保守党の下院議員が中心になって、EUに留まるか否かの国民投票に関連した法案が5月8日の女王のスピーチに含まれていなかったことに遺憾の意を表する動議が提出された。その討議と採決が5月14日か15日に行われる見込みだ。

女王のスピーチでは、キャメロン首相率いる保守党と自民党の連立政権の今後1年間の政策を表明した。キャメロン政権では、親欧州派の自民党が反対するため、EU国民投票関連の動きを進める政策を進めることが難しい。そのため、この動きは、保守党がEU国民投票に前向きだということを強調する一種のデモンストレーションと言える。5月2日の地方選で、英国のEUからの撤退を党の看板にすえるUKIPが大きく躍進したことに対して、保守党が危機感を高めていることがその背景にある。

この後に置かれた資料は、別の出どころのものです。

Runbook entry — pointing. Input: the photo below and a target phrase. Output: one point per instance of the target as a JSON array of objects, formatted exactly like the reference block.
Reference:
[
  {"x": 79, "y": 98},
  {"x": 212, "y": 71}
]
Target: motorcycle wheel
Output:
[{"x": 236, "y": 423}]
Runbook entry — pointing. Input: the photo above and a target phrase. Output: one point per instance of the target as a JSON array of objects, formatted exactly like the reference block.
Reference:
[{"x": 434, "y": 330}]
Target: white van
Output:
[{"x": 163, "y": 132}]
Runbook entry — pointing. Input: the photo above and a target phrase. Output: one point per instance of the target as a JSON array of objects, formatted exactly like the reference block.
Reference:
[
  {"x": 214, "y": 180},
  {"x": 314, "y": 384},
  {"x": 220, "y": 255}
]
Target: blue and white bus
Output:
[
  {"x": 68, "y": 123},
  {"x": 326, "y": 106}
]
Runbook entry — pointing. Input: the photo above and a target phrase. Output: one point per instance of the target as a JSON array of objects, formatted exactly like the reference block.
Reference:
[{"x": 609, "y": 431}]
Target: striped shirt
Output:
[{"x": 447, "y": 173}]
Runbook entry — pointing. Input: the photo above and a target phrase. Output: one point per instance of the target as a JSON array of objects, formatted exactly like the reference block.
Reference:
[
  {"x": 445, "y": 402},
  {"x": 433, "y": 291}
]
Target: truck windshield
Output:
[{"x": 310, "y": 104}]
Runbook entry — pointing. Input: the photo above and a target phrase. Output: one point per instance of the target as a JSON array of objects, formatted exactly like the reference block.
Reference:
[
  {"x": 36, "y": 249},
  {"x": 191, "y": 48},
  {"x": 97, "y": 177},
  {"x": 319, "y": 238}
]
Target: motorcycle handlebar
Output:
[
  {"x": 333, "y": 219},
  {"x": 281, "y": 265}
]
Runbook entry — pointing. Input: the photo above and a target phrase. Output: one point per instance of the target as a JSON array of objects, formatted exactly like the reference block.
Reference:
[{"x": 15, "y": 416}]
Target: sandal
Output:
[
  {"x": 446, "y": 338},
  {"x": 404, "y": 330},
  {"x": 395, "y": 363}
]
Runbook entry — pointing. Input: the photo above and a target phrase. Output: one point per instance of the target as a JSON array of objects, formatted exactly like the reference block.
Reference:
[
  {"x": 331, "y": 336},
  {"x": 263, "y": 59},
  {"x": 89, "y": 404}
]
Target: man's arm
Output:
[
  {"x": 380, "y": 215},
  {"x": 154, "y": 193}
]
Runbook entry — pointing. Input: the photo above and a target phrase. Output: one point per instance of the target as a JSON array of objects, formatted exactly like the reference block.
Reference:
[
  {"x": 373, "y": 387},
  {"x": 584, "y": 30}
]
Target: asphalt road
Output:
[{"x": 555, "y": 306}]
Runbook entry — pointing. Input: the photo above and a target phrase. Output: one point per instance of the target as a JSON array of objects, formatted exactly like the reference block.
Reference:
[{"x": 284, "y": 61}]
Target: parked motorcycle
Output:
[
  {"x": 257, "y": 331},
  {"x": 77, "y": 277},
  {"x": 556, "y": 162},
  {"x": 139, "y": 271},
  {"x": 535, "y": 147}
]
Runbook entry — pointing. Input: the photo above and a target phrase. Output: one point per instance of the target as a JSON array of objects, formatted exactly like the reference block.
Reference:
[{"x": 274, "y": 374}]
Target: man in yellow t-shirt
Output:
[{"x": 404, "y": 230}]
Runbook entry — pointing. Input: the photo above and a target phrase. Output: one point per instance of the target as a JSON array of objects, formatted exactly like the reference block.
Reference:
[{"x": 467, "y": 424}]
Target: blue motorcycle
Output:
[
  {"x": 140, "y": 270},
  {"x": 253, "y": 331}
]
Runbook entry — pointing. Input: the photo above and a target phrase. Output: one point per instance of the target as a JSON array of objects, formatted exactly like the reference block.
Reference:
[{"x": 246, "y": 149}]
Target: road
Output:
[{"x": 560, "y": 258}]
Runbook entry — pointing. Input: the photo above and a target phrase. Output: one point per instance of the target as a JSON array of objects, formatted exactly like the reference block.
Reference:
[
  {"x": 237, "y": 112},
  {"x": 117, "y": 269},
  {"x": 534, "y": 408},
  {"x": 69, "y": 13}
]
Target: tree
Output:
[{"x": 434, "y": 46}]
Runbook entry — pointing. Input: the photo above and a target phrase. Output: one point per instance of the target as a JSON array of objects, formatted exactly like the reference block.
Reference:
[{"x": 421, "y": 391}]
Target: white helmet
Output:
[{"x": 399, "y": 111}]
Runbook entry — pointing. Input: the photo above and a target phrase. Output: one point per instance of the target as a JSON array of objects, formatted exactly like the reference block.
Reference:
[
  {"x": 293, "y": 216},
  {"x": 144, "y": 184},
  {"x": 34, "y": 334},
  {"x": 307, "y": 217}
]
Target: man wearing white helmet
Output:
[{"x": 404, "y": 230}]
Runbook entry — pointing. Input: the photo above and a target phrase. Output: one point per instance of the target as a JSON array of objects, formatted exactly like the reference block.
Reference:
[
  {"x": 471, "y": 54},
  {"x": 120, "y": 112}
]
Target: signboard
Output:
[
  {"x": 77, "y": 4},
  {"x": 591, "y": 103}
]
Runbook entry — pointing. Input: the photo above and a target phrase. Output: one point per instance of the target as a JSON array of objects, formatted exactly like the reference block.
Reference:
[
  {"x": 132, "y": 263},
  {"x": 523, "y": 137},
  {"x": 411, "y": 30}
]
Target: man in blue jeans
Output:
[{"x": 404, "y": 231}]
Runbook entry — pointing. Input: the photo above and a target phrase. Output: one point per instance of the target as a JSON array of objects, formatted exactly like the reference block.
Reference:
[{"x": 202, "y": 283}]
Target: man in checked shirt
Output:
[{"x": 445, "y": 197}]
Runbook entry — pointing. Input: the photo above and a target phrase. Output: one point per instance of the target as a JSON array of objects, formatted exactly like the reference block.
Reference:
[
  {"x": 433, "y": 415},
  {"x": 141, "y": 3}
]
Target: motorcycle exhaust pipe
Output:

ただし、この動きがどの程度のインパクトがあるのか疑問だ。世論会社のPopulusが5月8日から10日に2千人余りにどのニュースにもっとも気づいたかという質問を行ったが、女王のスピーチを挙げた人はわずか3%だった(https://twitter.com/PopulusPolls/status/332843047664635904/photo/1)。高級紙では女王のスピーチにかなり大きな紙面が割かれたが、一般の有権者の関心は低い。

労働党の大半と自民党がその動議に反対し、しかも保守党の中にもその動議に反対する議員がでる見込みで、動議が可決される可能性はほとんどないが、たとえ可決されても拘束力はなく、何も変わらない。そのため、この動きは自己満足的なものにしか過ぎないように思える。

英国がEUから離脱すればどうなるか?

保守党の重鎮の元財相のナイジェル・ローソンが、キャメロン首相がEUとの関係を改めるための交渉をしてもあまり意味がない、英国はEUから撤退すべきだ、と主張し、保守党関係者に大きな衝撃を与えた。保守党のラモント元財相やジョンソン・ロンドン市長らは、まずは交渉をしてみて、それで成果が上がらないようなら英国はEUから撤退すべきだと考えている。いずれも、基本的に、英国がEUから離脱しても大丈夫だという考え方に立っている。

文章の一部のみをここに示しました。